Wetherspoon gains from surge in whisky and wine

Wetherspoon
Wetherspoon sales were helped by warm weather (pic: Terry Murden)

Pubs chain JD Wetherspoon, known for its cheap pints of beer and simple surroundings, has seen a surge in the sale of whisky and wine.

Helped by a succession of heatwaves, like-for-like sales increased by 5.1% in the 12 weeks to 20 July, compared to the same period last year.

Driving the surge has been demand for spirits and wine, while Guinness sales continue to grow and its well-stocked breakfasts have recovered their popularity.

Chairman Tim Martin, said: “The company has benefitted from favourable weather in the fourth quarter, so that profits are anticipated to be in line with market expectations, notwithstanding the high tax and labour increases for the hospitality industry, which have been widely reported.

“Sales volumes, which were very slow post-pandemic, have recently overtaken pre-pandemic levels. Wine, for example, has shown strong growth, with Villa Maria from New Zealand and Prosecco from Italy both shooting the lights out. Spirits have improved in recent months and whisky volumes are significantly above pre-pandemic levels.

“Draught volumes are performing strongly with Guinness being the standout performer. On the food front, breakfasts, terribly slow post-pandemic, have recovered their lustre and are now well ahead.

“Chicken, also, has put in a clucking good performance and volumes in recent weeks are up by about 50% compared to pre-pandemic levels.”

In the next financial year, the company plans to open 15 managed pubs and about the same number of franchised pubs.

The company currently operates 794 pubs, opening three and selling nine in the period. Five new franchised pubs have opened in the year-to-date, bringing the total to eight.

Eight freehold reversions, where Wetherspoon was previously the tenant, have been acquired in the year-to-date, at a total cost of £19 million.

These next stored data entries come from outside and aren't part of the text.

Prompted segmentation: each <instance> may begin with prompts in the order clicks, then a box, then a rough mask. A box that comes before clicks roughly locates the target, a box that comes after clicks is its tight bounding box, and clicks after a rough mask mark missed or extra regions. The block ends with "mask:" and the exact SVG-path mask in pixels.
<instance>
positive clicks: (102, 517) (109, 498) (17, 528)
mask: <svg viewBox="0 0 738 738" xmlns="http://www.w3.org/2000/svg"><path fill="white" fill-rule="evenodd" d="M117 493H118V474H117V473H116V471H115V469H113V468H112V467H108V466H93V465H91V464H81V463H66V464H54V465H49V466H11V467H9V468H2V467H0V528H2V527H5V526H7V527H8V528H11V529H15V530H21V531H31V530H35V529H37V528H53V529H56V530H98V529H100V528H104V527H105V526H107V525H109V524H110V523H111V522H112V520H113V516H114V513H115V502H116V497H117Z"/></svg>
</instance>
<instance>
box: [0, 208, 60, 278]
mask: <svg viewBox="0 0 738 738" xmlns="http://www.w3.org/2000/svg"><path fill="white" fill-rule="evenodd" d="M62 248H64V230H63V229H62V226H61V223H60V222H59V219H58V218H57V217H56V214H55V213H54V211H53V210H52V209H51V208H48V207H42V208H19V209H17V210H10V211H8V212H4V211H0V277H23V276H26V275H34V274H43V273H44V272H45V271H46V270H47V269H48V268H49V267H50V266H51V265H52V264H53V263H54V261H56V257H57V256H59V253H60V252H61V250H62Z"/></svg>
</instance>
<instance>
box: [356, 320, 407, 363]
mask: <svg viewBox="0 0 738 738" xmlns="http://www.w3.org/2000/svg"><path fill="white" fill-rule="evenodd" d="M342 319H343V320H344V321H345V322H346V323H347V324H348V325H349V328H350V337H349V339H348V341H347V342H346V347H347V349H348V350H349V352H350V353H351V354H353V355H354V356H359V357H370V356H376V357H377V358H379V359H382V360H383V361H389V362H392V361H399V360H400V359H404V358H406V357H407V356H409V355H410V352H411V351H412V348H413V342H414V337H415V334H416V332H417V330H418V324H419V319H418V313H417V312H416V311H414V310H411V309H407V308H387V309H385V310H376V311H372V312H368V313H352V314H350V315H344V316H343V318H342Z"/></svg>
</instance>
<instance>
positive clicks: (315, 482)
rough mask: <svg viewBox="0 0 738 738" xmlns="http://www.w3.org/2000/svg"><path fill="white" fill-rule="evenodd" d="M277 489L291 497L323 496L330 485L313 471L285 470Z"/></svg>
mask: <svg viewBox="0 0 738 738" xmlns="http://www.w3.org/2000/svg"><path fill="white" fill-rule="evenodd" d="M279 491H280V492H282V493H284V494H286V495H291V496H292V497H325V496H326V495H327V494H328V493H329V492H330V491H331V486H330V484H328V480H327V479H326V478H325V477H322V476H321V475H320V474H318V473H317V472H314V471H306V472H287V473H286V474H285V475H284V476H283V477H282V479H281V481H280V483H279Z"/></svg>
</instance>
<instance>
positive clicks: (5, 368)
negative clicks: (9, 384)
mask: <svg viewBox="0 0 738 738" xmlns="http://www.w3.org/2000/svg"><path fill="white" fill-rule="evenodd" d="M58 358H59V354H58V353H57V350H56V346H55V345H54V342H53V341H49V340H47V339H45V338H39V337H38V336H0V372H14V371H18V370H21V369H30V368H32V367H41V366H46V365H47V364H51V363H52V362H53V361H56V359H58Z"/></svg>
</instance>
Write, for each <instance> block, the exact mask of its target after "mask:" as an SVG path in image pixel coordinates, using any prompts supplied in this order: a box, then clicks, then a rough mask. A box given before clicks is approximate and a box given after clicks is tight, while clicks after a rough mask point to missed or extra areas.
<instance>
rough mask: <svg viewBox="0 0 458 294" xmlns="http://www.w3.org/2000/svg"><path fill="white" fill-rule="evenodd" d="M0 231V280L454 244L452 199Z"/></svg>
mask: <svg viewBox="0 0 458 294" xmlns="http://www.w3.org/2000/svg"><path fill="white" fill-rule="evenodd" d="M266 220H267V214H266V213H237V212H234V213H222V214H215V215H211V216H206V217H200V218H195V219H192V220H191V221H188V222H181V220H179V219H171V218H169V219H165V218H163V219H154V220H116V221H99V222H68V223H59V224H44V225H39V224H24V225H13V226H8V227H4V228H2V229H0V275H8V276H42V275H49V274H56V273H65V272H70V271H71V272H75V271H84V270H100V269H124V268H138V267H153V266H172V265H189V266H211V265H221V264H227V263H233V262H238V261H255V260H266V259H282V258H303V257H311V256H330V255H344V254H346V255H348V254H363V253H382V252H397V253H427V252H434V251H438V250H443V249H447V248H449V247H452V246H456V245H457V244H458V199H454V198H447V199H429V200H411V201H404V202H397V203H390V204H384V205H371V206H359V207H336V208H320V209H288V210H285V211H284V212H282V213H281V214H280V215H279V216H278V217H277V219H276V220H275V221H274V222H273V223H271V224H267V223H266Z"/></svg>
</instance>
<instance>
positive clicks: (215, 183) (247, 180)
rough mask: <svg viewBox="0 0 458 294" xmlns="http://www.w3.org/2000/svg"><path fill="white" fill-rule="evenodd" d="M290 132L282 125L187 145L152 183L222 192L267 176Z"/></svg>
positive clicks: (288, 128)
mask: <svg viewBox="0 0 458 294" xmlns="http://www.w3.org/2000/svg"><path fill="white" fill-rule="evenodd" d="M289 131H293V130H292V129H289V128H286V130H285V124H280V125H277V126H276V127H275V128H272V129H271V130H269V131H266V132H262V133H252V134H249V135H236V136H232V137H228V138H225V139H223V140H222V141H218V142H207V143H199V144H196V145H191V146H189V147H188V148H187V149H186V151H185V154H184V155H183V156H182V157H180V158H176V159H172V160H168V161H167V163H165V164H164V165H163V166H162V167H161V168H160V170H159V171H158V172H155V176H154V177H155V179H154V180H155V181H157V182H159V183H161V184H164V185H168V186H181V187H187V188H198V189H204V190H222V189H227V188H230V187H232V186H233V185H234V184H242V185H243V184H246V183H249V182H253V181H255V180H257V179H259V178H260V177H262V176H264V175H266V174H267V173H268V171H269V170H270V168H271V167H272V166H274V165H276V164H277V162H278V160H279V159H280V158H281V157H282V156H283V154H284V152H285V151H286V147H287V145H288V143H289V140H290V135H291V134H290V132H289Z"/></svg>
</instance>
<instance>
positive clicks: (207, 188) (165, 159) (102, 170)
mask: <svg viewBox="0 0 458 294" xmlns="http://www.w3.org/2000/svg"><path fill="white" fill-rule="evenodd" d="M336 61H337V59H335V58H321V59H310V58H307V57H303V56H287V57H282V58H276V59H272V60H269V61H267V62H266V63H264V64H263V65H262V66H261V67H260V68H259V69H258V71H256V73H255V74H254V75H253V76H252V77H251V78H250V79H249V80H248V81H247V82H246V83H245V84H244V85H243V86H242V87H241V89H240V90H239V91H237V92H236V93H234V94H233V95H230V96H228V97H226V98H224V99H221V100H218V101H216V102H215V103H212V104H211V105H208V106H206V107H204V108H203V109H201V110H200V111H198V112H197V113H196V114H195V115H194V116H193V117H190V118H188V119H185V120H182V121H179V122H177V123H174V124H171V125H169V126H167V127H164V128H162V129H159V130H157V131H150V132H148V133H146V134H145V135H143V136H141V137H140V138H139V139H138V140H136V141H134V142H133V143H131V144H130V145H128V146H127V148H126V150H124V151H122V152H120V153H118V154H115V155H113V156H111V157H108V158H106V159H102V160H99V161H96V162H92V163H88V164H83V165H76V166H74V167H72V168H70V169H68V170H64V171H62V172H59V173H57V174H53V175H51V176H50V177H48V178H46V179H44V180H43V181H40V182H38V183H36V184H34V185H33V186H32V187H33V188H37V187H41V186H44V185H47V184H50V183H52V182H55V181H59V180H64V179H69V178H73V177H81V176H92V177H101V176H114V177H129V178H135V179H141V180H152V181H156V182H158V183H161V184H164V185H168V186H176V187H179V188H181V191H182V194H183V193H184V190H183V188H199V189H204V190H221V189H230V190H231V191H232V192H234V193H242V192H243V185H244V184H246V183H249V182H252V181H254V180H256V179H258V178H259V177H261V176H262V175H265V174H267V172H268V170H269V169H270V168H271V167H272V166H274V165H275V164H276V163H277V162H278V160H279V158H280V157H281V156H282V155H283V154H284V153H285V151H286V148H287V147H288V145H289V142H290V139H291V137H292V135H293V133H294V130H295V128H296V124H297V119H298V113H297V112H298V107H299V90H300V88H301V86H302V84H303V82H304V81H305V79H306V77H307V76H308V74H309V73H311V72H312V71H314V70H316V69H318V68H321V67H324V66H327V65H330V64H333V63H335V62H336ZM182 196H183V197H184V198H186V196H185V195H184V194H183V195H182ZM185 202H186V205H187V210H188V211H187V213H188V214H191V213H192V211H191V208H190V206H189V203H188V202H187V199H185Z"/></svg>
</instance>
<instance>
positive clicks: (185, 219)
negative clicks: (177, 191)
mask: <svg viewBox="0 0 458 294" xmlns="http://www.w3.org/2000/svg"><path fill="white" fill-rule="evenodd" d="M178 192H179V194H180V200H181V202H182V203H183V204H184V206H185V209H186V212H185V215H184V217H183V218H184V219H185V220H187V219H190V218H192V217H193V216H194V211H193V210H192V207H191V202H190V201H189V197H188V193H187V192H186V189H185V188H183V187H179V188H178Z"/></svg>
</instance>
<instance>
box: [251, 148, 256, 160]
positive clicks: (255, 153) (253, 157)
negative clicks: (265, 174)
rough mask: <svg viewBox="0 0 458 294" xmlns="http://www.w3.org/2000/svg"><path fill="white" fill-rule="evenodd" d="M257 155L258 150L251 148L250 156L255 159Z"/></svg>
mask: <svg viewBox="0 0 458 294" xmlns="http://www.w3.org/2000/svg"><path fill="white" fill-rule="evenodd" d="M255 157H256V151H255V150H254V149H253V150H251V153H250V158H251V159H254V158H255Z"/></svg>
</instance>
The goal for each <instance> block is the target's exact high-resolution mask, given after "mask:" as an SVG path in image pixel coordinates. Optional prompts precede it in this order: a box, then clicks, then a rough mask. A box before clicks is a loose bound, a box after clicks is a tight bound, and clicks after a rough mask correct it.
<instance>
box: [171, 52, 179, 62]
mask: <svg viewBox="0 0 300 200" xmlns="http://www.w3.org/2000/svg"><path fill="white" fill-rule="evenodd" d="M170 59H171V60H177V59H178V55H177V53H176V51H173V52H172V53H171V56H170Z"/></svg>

In the year-to-date, the company has purchased 10,579,081 of its own shares for cancellation at an average price of £6.26 a share.

It currently anticipates year-end net debt to be approximately £720 million, with headroom, under existing facilities, of approximately £220 million.

Market reaction

Chris Beauchamp, chief market analyst at IG, said: “The usual complaints about taxation notwithstanding, this was a very solid set of numbers from ‘Spoons.

“Britons continue to rediscover the joy of a Wetherspoons breakfast, not least because of its competitive price, and with drinks volumes now above pre-pandemic levels the iconic chain seems well-placed to grow further, though an increase in the dividend in due course wouldn’t go amiss.”